Cyclone Nargis killed 1,250,194 chickens and 136,804 water buffaloes and 10.7 billion dollars in rehabilitation work will be required, such as building embankments around villages in Myanmar's Irrawaddy delta, an aid agency revealed Saturday, reported dpa.
Those were some of the somewhat "bizarre" statistics revealed at a government presentation held in Yangon on Thursday for 200 foreign delegations invited to help the ruling regime amass aid on Sunday for disaster relief and rehabilitation of areas hard hit by the cyclone which swept over the country's central coast on May 2-3, said Penny Lawrence, international director for Oxfam, who attended the conference.
Perhaps one of the most bizarre message of the presentation, chaired by Myanmar Prime Minister Thein Sein, was that, according to Myanmar's military rulers, the relief phase of Cyclone Nargis is over.
"The presentation they gave demonstrated through their statistics that they've now finished the relief phase, that all food, water and shelter needs have been met by the government and they were now into the recovery phase," said Lawrence.
This is in stark contrast to the international aid community's outlook on the situation in Myanmar, a good three weeks after the cyclone hit.
"The United Nations is very clear that we are still in the emergency phase, and the emergency phase will last for some time yet," said Richard Horesey, spokesman for the UN Office for Coordination of Humanitarian Affairs (OCHA).
Myanmar, a country that has been living under military dictatorships for the past 46 years, experienced its worst natural disaster in the country's history this month.
Cyclone Nargis, packing 200-kilometres-per-hour winds, swept across the Irrawaddy delta region, the country's tradition rice bowl, flattening trees and houses and causing tidal waves that claimed at least 133,000 people listed as dead or missing.
The cyclone also laid bare the political time-warp Myanmar has lived under for decades, reminiscent of the Stalinist regimes of Eastern Europe.
At first the government downplayed the death toll as being in the thousands, when the UN was estimating well over 100,000. Then it welcomed international aid, but put restrictions on flight deliveries and insisted on distributing the aid itself.

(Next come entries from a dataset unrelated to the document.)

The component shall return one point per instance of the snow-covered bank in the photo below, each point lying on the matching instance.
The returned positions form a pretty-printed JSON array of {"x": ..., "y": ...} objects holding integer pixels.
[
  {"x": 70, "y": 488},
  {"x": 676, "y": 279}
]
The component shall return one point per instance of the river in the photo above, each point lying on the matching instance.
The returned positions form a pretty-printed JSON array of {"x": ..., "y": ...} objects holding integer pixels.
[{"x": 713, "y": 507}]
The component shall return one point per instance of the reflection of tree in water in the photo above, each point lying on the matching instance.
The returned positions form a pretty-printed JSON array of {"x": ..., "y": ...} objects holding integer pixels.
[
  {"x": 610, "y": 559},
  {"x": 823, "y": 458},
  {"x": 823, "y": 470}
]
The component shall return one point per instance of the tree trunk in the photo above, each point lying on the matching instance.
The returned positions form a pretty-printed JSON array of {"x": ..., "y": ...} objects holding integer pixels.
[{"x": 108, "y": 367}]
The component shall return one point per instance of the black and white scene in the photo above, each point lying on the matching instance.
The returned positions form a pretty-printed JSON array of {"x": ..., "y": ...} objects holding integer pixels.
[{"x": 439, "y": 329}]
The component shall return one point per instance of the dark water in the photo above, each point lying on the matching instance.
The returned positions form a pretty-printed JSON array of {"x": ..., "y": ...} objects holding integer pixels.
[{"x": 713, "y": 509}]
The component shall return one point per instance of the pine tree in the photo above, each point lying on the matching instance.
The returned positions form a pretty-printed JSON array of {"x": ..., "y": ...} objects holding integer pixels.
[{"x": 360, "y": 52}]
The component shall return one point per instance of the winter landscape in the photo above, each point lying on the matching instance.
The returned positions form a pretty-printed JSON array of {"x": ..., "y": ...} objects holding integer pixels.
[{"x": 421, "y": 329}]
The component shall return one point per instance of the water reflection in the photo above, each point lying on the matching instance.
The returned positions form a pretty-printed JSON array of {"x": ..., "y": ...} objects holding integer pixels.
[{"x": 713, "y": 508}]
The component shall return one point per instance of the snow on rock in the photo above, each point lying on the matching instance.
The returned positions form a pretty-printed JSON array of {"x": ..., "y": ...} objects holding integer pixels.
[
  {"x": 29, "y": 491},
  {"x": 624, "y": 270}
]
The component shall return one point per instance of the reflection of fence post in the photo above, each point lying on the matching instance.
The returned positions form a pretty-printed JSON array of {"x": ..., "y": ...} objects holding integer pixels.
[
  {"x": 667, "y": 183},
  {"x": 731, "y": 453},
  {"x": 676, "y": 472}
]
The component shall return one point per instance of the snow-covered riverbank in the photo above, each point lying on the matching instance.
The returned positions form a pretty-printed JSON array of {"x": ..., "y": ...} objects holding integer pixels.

And much to the outrage of the international aid community, it has restricted the number of foreign aid experts allowed into the country. It is estimated that 2.4 million people were affected by the cyclone.
On Friday, UN Secretary General Ban Ki-moon held talks with Muanmar junta chief Senior General Than Shwe in which he reportedly agreed to allow in "all" aid workers to the cyclone-hit areas.
The foreign aid community has remained skeptical.
"The headlines look great, and are really encouraging, but what are the details," said Lawrence.
Those details will hopefully be made clear at a UN-ASEAN pledging conference being held in Yangon on Sunday.
At the conference, to be co-chaired by OCHA secretary general John Holmes and ASEAN Secretary General Surin Pitsuwan, the Association of South-East Asian Nations (ASEAN) will announce a "mechanism" by which it proposes to speed up the delivery of aid to the cyclone victims, despite the Myanmar government's odd-ball ways.
It is hoped that the Myanmar government will acknowledge on Sunday that they still have an emergency on their hands.
"If that doesn't happen we are in trouble," said Horsey.
Much will depend on ASEAN. Observers have described the "ASEAN mechanism" as a "face-saving badge" for Myanmar's military.
"The face-saving formula is that ASEAN will coordinate the natural relief effort," said one UN official. "But clearly ASEAN doesn't have the capability to provide the technical expertise so we need international aid workers in the delta."
Whether Myanmar allows an influx of foreign aid workers, as Than Shwe has indicated, with access to the hardest hit cyclone areas, will determine if the conference in a success.
"This is really make or break for ASEAN," said Sarah Ireland, the regional director for Oxfam.